The P.U.S.H. Prayer Team at Line Baptist Church in Alto gathers at the altar. LINE BC/Special
EDITOR’S NOTE: As have many other congregations, Line Baptist Church has temporarily cancelled in-person services to instead meet online.
ALTO — Line Baptist Church has a team of prayer warriors who show a true childlike faith.
In July of 2018, a group of kids from LBC took the principles of prayer seriously by packing the altar to pray for whatever was on their heart. It birthed countless “heartfelt prayers,” said church member Cathy Adamson. And with the request of a little girl who was in the altar that day, the Pray Until Something Happens (P.U.S.H) Prayer Team was born.
Adamson, or Mrs. Cathy as she is called, leads this group ranging in age from six to 12. These kids were inspired through a program she taught on prayer.
“They are very bold in their prayers,” she said. “The kids just got involved and they love it.”
The team doesn’t wait for an altar call. They stop what they are doing and pray, not putting it on the back burner. Adamson said adults are astonished at how comfortable these kids are going to the altar to pray, either doing so for themselves or someone else.
“Sometimes, the choir will be up and singing, and one of them will go get someone’s hand and tell them they have them on their heart and would they go to the altar to pray,” said Adamson.
At other times, “Mrs. Cathy” asks them to come to the altar.
“I just wish you could see it. When Cathy calls for them … Cathy can be up in the choir and I need my P.U.S.H prayer team in the altar now, and here they come. They are coming from all over the church,” said Pastor Kenneth McEntire.
Since its formation the group has even established its own Facebook page.
The right mindset
“I tell the adults if we can get in the same mindset our kids are, and when I ask for us to come down for a special time of prayer, they come,” said McEntire. “The adults are getting where they come now.

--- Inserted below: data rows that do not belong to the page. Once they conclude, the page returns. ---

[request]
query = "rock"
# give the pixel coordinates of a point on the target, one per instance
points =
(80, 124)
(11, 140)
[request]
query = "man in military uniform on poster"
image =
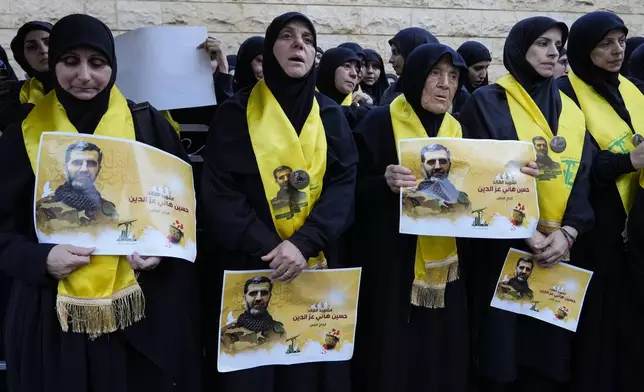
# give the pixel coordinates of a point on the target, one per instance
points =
(255, 326)
(517, 288)
(77, 202)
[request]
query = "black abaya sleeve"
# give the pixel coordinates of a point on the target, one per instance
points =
(21, 256)
(579, 212)
(223, 86)
(333, 212)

They don’t hesitate.”
McEntire attributes that response to the example set by the church’s littlest prayer warriors and their example of childlike faith.

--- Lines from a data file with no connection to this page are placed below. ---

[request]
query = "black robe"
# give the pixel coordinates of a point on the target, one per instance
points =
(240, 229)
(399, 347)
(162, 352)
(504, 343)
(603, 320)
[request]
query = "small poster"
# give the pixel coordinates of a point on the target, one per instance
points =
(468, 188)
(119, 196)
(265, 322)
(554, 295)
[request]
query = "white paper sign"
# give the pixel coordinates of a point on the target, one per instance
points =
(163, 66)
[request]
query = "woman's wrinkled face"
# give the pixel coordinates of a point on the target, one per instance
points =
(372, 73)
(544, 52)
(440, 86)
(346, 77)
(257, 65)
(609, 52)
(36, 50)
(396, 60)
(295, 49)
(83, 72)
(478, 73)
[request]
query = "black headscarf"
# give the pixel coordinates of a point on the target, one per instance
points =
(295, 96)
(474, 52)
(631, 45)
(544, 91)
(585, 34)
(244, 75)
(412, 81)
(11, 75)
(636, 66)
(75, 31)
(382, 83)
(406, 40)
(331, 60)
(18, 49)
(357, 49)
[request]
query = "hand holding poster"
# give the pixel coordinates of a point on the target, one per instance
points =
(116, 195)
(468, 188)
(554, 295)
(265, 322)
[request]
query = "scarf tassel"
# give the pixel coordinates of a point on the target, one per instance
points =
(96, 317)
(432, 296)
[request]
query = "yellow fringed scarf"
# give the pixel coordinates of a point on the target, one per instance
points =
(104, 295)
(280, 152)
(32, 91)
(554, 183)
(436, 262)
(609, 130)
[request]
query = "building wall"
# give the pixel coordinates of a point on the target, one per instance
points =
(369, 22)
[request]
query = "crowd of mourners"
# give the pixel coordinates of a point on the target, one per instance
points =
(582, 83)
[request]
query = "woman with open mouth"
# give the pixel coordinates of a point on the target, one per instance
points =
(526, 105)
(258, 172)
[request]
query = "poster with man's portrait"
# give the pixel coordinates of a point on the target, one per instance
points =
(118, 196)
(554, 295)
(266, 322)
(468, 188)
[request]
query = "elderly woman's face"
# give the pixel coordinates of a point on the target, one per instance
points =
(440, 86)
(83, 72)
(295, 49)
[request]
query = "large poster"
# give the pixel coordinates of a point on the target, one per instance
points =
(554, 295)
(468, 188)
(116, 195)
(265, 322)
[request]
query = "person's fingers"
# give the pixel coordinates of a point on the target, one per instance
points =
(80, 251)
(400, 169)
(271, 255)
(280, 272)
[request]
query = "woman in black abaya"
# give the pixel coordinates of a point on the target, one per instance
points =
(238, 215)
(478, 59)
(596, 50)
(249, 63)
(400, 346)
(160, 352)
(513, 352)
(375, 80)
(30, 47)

The church has seen answered prayers. “Some of the people they have prayed for have seen the healing here on earth and we’ve even seen a woman who is actually going through kidney failure get to come back to church one Sunday. And,” McEntire added, “her request was that the P.U.S.H. team pray that she would get strong enough to come back and worship with [her church family] one more time and she’s been back.
“When you have six-, seven-, and 10-year-old kids who are basically praying adult prayers in your sanctuary, then it will bless your heart. As the pastor, I get to sit back and watch all this. See the fruits bubbling up inside these boys and girls. And they’re sincere about what the Bible teaches us about our prayer life; they are serious about it.”
Adamson said the group prayed at school, on the bus, and at their homes. If anyone on the P.U.S.H. team has a prayer need, they let Adamson know and she passes it to the others.
The team has inspired other prayer groups and even adults in the church’s worship services to go down to pray.
“The parents at our church have whole-heartedly supported this and they are right there with the kids. And the kids now, when someone goes to the altar to pray, they go with them to pray,” stated Adamson.
McEntire said he would he put his faith and trust in the prayers of those kids just as much as he would an adult because “I know Christ and God are hearing those prayers.”
Jason Queen is a freelance writer based in Epworth, Ga.